Firm Amicus Curiae Brief Cited in Illinois Supreme Court Ruling
Arnstein & Lehr LLP Chicago Partners Allan Goldberg, Hal Morris, and Laura Lau Marinelli led a team of lawyers from the firm in the drafting of an amicus curiae brief filed on March 6, 2013 with the Illinois Supreme Court on behalf of the Community Associations Institute – Illinois Chapter (CAI-IL). The firm represented CAI-IL on a pro bono basis. Additional team members included Chicago Associates Katelyn Miller and Elizabeth Thompson. CAI-IL serves the educational, business, and networking needs of community associations in the Chicagoland area. Members include condominium, cooperative, and homeowner associations, as well as those who provide services and products to associations. The Illinois Chapter has more than 1,100 members including 250 businesses, and more than 500 community association board members and unit owners representing more than 100,000 homeowners.

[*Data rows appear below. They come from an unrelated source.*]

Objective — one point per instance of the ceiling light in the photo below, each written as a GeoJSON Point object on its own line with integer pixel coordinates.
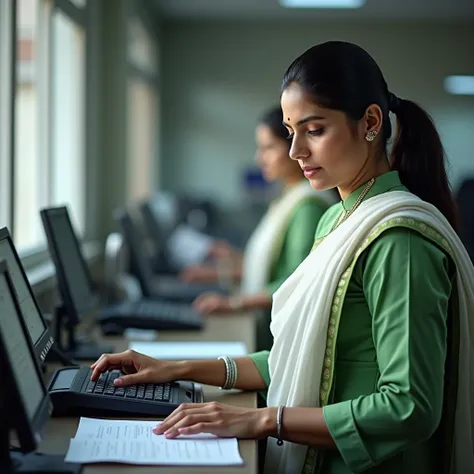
{"type": "Point", "coordinates": [459, 85]}
{"type": "Point", "coordinates": [322, 3]}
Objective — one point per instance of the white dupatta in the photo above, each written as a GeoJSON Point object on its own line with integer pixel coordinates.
{"type": "Point", "coordinates": [303, 304]}
{"type": "Point", "coordinates": [267, 239]}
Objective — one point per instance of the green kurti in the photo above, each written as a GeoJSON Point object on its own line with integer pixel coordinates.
{"type": "Point", "coordinates": [299, 239]}
{"type": "Point", "coordinates": [297, 243]}
{"type": "Point", "coordinates": [386, 400]}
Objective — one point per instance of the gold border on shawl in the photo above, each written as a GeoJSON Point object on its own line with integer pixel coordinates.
{"type": "Point", "coordinates": [327, 375]}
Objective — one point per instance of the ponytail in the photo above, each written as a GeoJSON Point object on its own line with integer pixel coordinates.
{"type": "Point", "coordinates": [418, 156]}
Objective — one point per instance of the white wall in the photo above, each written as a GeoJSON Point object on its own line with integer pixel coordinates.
{"type": "Point", "coordinates": [218, 77]}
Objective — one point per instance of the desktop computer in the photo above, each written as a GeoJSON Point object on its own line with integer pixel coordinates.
{"type": "Point", "coordinates": [152, 285]}
{"type": "Point", "coordinates": [70, 388]}
{"type": "Point", "coordinates": [77, 288]}
{"type": "Point", "coordinates": [25, 405]}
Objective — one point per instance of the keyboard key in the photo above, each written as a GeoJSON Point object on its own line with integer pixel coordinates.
{"type": "Point", "coordinates": [149, 393]}
{"type": "Point", "coordinates": [159, 393]}
{"type": "Point", "coordinates": [119, 392]}
{"type": "Point", "coordinates": [141, 391]}
{"type": "Point", "coordinates": [131, 392]}
{"type": "Point", "coordinates": [90, 387]}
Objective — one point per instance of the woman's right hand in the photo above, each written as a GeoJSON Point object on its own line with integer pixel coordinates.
{"type": "Point", "coordinates": [138, 368]}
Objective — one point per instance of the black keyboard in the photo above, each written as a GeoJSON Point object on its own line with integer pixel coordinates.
{"type": "Point", "coordinates": [73, 393]}
{"type": "Point", "coordinates": [149, 314]}
{"type": "Point", "coordinates": [105, 386]}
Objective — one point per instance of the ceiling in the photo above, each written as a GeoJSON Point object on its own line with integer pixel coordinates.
{"type": "Point", "coordinates": [271, 10]}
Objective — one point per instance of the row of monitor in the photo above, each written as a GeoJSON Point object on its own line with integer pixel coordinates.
{"type": "Point", "coordinates": [26, 339]}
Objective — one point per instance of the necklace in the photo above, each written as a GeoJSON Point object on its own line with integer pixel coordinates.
{"type": "Point", "coordinates": [347, 213]}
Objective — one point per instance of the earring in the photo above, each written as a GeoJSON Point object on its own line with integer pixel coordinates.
{"type": "Point", "coordinates": [370, 136]}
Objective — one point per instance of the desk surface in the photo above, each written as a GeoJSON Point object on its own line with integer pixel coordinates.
{"type": "Point", "coordinates": [229, 328]}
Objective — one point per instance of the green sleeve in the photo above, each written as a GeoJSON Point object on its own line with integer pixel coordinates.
{"type": "Point", "coordinates": [407, 284]}
{"type": "Point", "coordinates": [260, 359]}
{"type": "Point", "coordinates": [298, 241]}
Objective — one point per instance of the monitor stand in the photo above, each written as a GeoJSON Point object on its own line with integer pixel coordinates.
{"type": "Point", "coordinates": [75, 348]}
{"type": "Point", "coordinates": [13, 461]}
{"type": "Point", "coordinates": [37, 463]}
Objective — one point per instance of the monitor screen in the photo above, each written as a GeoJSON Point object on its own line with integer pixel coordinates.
{"type": "Point", "coordinates": [75, 271]}
{"type": "Point", "coordinates": [29, 309]}
{"type": "Point", "coordinates": [138, 255]}
{"type": "Point", "coordinates": [165, 208]}
{"type": "Point", "coordinates": [20, 358]}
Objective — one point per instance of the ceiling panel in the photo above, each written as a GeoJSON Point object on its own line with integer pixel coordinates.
{"type": "Point", "coordinates": [270, 9]}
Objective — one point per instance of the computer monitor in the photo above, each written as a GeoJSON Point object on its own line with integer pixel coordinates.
{"type": "Point", "coordinates": [74, 281]}
{"type": "Point", "coordinates": [162, 262]}
{"type": "Point", "coordinates": [139, 259]}
{"type": "Point", "coordinates": [167, 211]}
{"type": "Point", "coordinates": [40, 333]}
{"type": "Point", "coordinates": [74, 278]}
{"type": "Point", "coordinates": [25, 405]}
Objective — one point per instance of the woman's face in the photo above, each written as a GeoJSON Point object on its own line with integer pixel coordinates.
{"type": "Point", "coordinates": [272, 155]}
{"type": "Point", "coordinates": [330, 151]}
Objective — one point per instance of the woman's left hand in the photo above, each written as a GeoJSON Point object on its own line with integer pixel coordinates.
{"type": "Point", "coordinates": [212, 303]}
{"type": "Point", "coordinates": [224, 421]}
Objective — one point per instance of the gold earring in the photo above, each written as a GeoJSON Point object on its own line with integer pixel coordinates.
{"type": "Point", "coordinates": [370, 136]}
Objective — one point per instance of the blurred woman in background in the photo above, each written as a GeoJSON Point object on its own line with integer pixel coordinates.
{"type": "Point", "coordinates": [283, 237]}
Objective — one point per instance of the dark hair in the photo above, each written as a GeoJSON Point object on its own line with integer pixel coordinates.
{"type": "Point", "coordinates": [343, 76]}
{"type": "Point", "coordinates": [273, 119]}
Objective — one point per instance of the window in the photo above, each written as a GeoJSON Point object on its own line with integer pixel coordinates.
{"type": "Point", "coordinates": [142, 96]}
{"type": "Point", "coordinates": [49, 117]}
{"type": "Point", "coordinates": [142, 130]}
{"type": "Point", "coordinates": [68, 134]}
{"type": "Point", "coordinates": [6, 102]}
{"type": "Point", "coordinates": [28, 172]}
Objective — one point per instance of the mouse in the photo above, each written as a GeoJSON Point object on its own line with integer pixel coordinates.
{"type": "Point", "coordinates": [112, 329]}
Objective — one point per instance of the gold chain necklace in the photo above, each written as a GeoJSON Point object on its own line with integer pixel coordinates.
{"type": "Point", "coordinates": [347, 213]}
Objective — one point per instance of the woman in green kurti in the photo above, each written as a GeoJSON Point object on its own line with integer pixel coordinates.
{"type": "Point", "coordinates": [371, 367]}
{"type": "Point", "coordinates": [281, 241]}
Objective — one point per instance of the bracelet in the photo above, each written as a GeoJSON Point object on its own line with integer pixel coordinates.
{"type": "Point", "coordinates": [230, 372]}
{"type": "Point", "coordinates": [279, 423]}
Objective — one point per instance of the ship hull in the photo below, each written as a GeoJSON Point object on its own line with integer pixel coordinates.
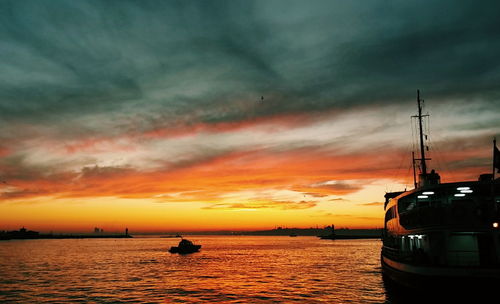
{"type": "Point", "coordinates": [432, 277]}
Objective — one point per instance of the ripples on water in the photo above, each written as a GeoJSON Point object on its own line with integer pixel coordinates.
{"type": "Point", "coordinates": [228, 269]}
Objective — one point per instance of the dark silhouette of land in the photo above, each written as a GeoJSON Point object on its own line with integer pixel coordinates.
{"type": "Point", "coordinates": [24, 234]}
{"type": "Point", "coordinates": [326, 233]}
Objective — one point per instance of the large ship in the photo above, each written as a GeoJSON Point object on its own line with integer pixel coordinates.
{"type": "Point", "coordinates": [443, 233]}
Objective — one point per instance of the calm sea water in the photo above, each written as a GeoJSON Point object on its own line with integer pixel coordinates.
{"type": "Point", "coordinates": [228, 269]}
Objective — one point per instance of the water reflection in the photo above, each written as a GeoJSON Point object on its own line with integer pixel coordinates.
{"type": "Point", "coordinates": [227, 269]}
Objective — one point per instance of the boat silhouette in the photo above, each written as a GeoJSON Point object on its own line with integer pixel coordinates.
{"type": "Point", "coordinates": [185, 246]}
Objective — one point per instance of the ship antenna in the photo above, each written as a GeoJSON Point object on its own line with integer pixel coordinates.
{"type": "Point", "coordinates": [422, 150]}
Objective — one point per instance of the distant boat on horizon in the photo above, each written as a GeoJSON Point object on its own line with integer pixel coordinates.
{"type": "Point", "coordinates": [185, 246]}
{"type": "Point", "coordinates": [443, 233]}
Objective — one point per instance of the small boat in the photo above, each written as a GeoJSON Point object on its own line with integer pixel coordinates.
{"type": "Point", "coordinates": [185, 247]}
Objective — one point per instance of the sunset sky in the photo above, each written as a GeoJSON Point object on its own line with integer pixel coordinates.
{"type": "Point", "coordinates": [234, 115]}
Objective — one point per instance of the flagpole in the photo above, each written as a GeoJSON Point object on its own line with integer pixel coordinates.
{"type": "Point", "coordinates": [494, 158]}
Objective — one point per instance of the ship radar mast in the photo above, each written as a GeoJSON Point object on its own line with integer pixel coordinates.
{"type": "Point", "coordinates": [421, 134]}
{"type": "Point", "coordinates": [425, 178]}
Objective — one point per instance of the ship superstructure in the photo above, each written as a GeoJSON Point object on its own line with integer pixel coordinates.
{"type": "Point", "coordinates": [442, 233]}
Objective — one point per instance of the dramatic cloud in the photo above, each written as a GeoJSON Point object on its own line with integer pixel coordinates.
{"type": "Point", "coordinates": [275, 105]}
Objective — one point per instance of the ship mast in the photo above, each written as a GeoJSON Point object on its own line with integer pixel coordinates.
{"type": "Point", "coordinates": [422, 150]}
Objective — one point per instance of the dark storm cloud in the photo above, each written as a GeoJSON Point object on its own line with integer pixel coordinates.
{"type": "Point", "coordinates": [187, 61]}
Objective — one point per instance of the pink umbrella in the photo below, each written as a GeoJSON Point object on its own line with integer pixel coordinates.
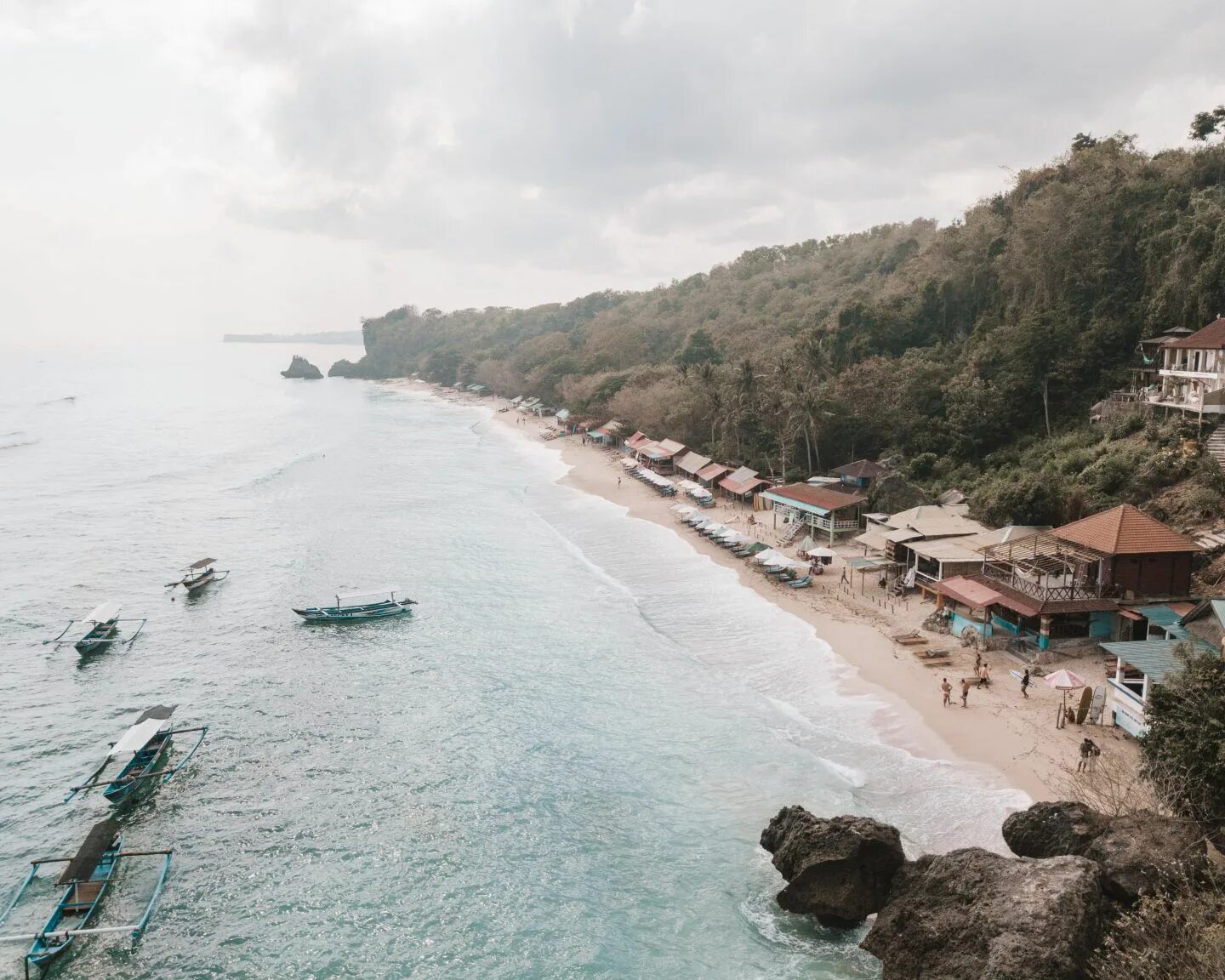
{"type": "Point", "coordinates": [1065, 681]}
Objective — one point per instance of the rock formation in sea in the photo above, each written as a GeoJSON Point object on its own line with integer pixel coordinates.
{"type": "Point", "coordinates": [840, 869]}
{"type": "Point", "coordinates": [973, 914]}
{"type": "Point", "coordinates": [301, 368]}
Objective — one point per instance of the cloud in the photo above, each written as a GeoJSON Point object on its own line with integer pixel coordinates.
{"type": "Point", "coordinates": [470, 152]}
{"type": "Point", "coordinates": [720, 119]}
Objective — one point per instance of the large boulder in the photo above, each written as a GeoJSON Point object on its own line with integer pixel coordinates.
{"type": "Point", "coordinates": [975, 915]}
{"type": "Point", "coordinates": [1137, 852]}
{"type": "Point", "coordinates": [838, 870]}
{"type": "Point", "coordinates": [345, 369]}
{"type": "Point", "coordinates": [301, 368]}
{"type": "Point", "coordinates": [1142, 852]}
{"type": "Point", "coordinates": [1052, 829]}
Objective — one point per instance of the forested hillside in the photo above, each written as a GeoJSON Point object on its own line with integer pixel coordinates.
{"type": "Point", "coordinates": [960, 350]}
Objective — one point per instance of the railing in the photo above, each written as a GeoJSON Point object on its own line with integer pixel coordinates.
{"type": "Point", "coordinates": [1047, 593]}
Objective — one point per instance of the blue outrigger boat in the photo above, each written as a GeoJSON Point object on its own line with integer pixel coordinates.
{"type": "Point", "coordinates": [87, 876]}
{"type": "Point", "coordinates": [97, 630]}
{"type": "Point", "coordinates": [356, 607]}
{"type": "Point", "coordinates": [144, 750]}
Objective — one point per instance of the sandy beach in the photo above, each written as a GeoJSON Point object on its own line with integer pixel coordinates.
{"type": "Point", "coordinates": [1012, 737]}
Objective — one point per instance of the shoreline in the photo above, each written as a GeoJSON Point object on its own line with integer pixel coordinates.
{"type": "Point", "coordinates": [1011, 739]}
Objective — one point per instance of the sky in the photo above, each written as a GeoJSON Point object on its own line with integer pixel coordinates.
{"type": "Point", "coordinates": [184, 169]}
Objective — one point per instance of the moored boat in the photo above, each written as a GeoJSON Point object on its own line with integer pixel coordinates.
{"type": "Point", "coordinates": [356, 607]}
{"type": "Point", "coordinates": [87, 876]}
{"type": "Point", "coordinates": [199, 575]}
{"type": "Point", "coordinates": [96, 630]}
{"type": "Point", "coordinates": [142, 752]}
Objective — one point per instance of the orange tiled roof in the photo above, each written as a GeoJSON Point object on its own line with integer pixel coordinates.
{"type": "Point", "coordinates": [1125, 531]}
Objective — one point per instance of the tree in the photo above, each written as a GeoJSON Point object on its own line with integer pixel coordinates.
{"type": "Point", "coordinates": [1185, 746]}
{"type": "Point", "coordinates": [1208, 124]}
{"type": "Point", "coordinates": [699, 348]}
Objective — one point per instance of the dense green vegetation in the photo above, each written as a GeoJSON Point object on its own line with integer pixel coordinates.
{"type": "Point", "coordinates": [971, 353]}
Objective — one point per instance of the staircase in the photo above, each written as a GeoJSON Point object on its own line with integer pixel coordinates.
{"type": "Point", "coordinates": [1216, 445]}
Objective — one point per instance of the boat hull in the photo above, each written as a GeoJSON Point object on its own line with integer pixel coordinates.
{"type": "Point", "coordinates": [356, 614]}
{"type": "Point", "coordinates": [43, 949]}
{"type": "Point", "coordinates": [200, 581]}
{"type": "Point", "coordinates": [97, 638]}
{"type": "Point", "coordinates": [125, 789]}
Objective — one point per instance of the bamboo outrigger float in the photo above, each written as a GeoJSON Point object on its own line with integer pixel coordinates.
{"type": "Point", "coordinates": [144, 750]}
{"type": "Point", "coordinates": [96, 630]}
{"type": "Point", "coordinates": [199, 575]}
{"type": "Point", "coordinates": [354, 607]}
{"type": "Point", "coordinates": [87, 876]}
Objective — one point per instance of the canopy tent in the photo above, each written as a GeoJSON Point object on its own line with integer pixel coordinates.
{"type": "Point", "coordinates": [83, 865]}
{"type": "Point", "coordinates": [136, 738]}
{"type": "Point", "coordinates": [345, 598]}
{"type": "Point", "coordinates": [105, 612]}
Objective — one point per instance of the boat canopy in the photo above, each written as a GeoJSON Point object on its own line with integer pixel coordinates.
{"type": "Point", "coordinates": [100, 837]}
{"type": "Point", "coordinates": [136, 738]}
{"type": "Point", "coordinates": [157, 710]}
{"type": "Point", "coordinates": [350, 598]}
{"type": "Point", "coordinates": [105, 612]}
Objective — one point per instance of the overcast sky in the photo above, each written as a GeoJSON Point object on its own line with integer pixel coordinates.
{"type": "Point", "coordinates": [295, 166]}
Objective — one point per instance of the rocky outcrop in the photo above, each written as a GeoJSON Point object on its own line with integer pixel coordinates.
{"type": "Point", "coordinates": [838, 870]}
{"type": "Point", "coordinates": [1137, 852]}
{"type": "Point", "coordinates": [301, 368]}
{"type": "Point", "coordinates": [971, 914]}
{"type": "Point", "coordinates": [1052, 829]}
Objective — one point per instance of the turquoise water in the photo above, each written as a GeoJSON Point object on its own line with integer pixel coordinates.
{"type": "Point", "coordinates": [557, 767]}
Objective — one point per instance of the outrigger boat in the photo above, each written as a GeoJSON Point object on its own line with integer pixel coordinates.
{"type": "Point", "coordinates": [356, 606]}
{"type": "Point", "coordinates": [96, 630]}
{"type": "Point", "coordinates": [199, 575]}
{"type": "Point", "coordinates": [144, 750]}
{"type": "Point", "coordinates": [87, 876]}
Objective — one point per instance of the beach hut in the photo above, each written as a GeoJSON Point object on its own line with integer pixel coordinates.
{"type": "Point", "coordinates": [860, 475]}
{"type": "Point", "coordinates": [824, 512]}
{"type": "Point", "coordinates": [743, 484]}
{"type": "Point", "coordinates": [710, 475]}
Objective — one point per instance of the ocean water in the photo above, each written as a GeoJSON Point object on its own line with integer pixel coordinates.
{"type": "Point", "coordinates": [557, 767]}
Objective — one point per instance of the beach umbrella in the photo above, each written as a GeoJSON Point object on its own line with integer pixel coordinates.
{"type": "Point", "coordinates": [1063, 681]}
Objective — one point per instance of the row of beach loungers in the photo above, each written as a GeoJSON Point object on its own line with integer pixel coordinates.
{"type": "Point", "coordinates": [665, 487]}
{"type": "Point", "coordinates": [790, 571]}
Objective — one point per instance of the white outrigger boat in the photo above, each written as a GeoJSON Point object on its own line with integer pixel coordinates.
{"type": "Point", "coordinates": [356, 607]}
{"type": "Point", "coordinates": [98, 629]}
{"type": "Point", "coordinates": [199, 575]}
{"type": "Point", "coordinates": [142, 754]}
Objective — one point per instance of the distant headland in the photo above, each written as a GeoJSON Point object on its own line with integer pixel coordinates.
{"type": "Point", "coordinates": [331, 337]}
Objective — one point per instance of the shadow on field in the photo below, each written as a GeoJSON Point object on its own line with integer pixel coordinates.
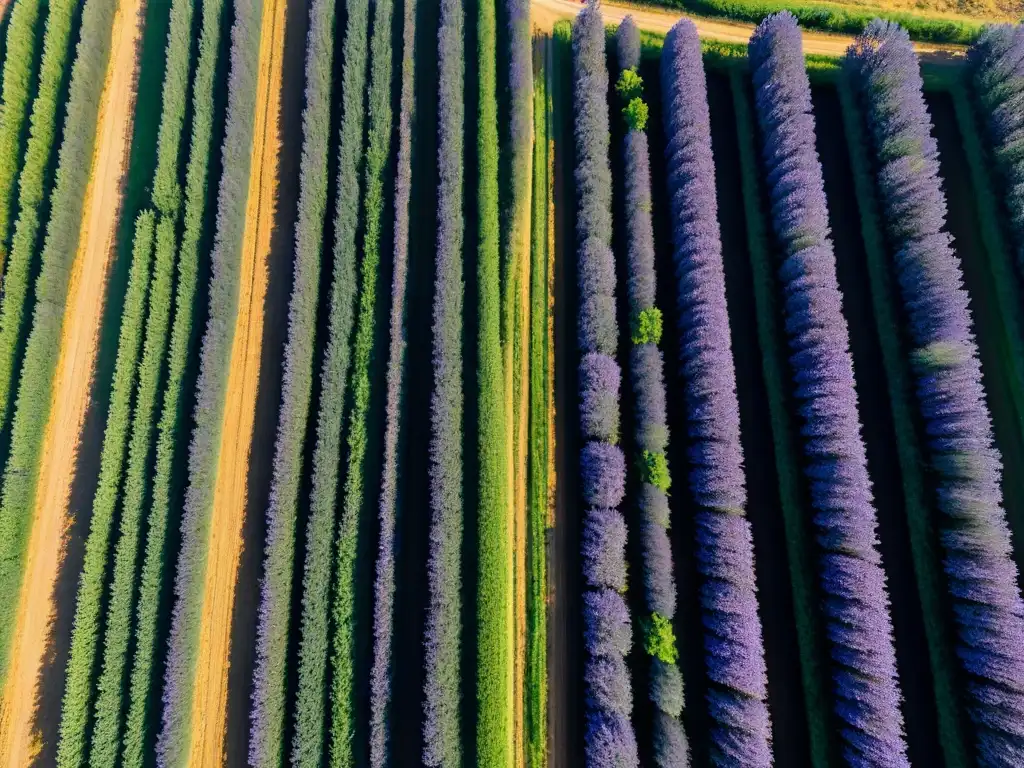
{"type": "Point", "coordinates": [260, 469]}
{"type": "Point", "coordinates": [135, 197]}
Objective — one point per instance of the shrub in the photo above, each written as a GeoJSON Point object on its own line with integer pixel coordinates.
{"type": "Point", "coordinates": [32, 407]}
{"type": "Point", "coordinates": [384, 585]}
{"type": "Point", "coordinates": [110, 699]}
{"type": "Point", "coordinates": [266, 742]}
{"type": "Point", "coordinates": [137, 738]}
{"type": "Point", "coordinates": [88, 606]}
{"type": "Point", "coordinates": [972, 525]}
{"type": "Point", "coordinates": [314, 644]}
{"type": "Point", "coordinates": [172, 744]}
{"type": "Point", "coordinates": [441, 737]}
{"type": "Point", "coordinates": [997, 59]}
{"type": "Point", "coordinates": [733, 648]}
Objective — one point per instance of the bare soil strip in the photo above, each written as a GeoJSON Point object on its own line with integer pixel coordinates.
{"type": "Point", "coordinates": [19, 740]}
{"type": "Point", "coordinates": [546, 12]}
{"type": "Point", "coordinates": [210, 701]}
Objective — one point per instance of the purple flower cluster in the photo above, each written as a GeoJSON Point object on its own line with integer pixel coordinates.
{"type": "Point", "coordinates": [856, 603]}
{"type": "Point", "coordinates": [609, 737]}
{"type": "Point", "coordinates": [441, 744]}
{"type": "Point", "coordinates": [651, 432]}
{"type": "Point", "coordinates": [973, 530]}
{"type": "Point", "coordinates": [733, 648]}
{"type": "Point", "coordinates": [997, 59]}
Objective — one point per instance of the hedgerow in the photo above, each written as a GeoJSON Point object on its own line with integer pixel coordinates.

On March 20, 2014, the Illinois Supreme Court ruled in Spanish Court Two Condominium Association v. Lisa Carlson, 2014 IL 115342, and cited the firm’s amicus brief. At issue was whether a condominium “association’s purported failure to repair or maintain the common elements is germane to the proceeding [for forcible entry and detainer], and thus may be raised by the unit owner in defense.” The Court held, as urged by our amicus filing, that the purported failure to repair and maintain common elements is not germane and, therefore, not a viable defense to an action based on a failure to pay assessments. In reaching this ruling, the Supreme Court rejected analogies to landlord-tenant law, noted that a contrary finding would be inconsistent with the expeditious nature of forcible entry proceedings, is not statutorily permitted under the Condominium Act, and would upset the operation of condominiums. In making this ruling, the Court adopted our arguments, including those concerning statutory construction and our analogy that a taxpayer cannot lawfully refuse to pay a tax because of a disagreement with the taxing body so a condominium owner should similarly not be permitted. The impact of this ruling is significant to common interest associations and their ability to secure the payment of assessments.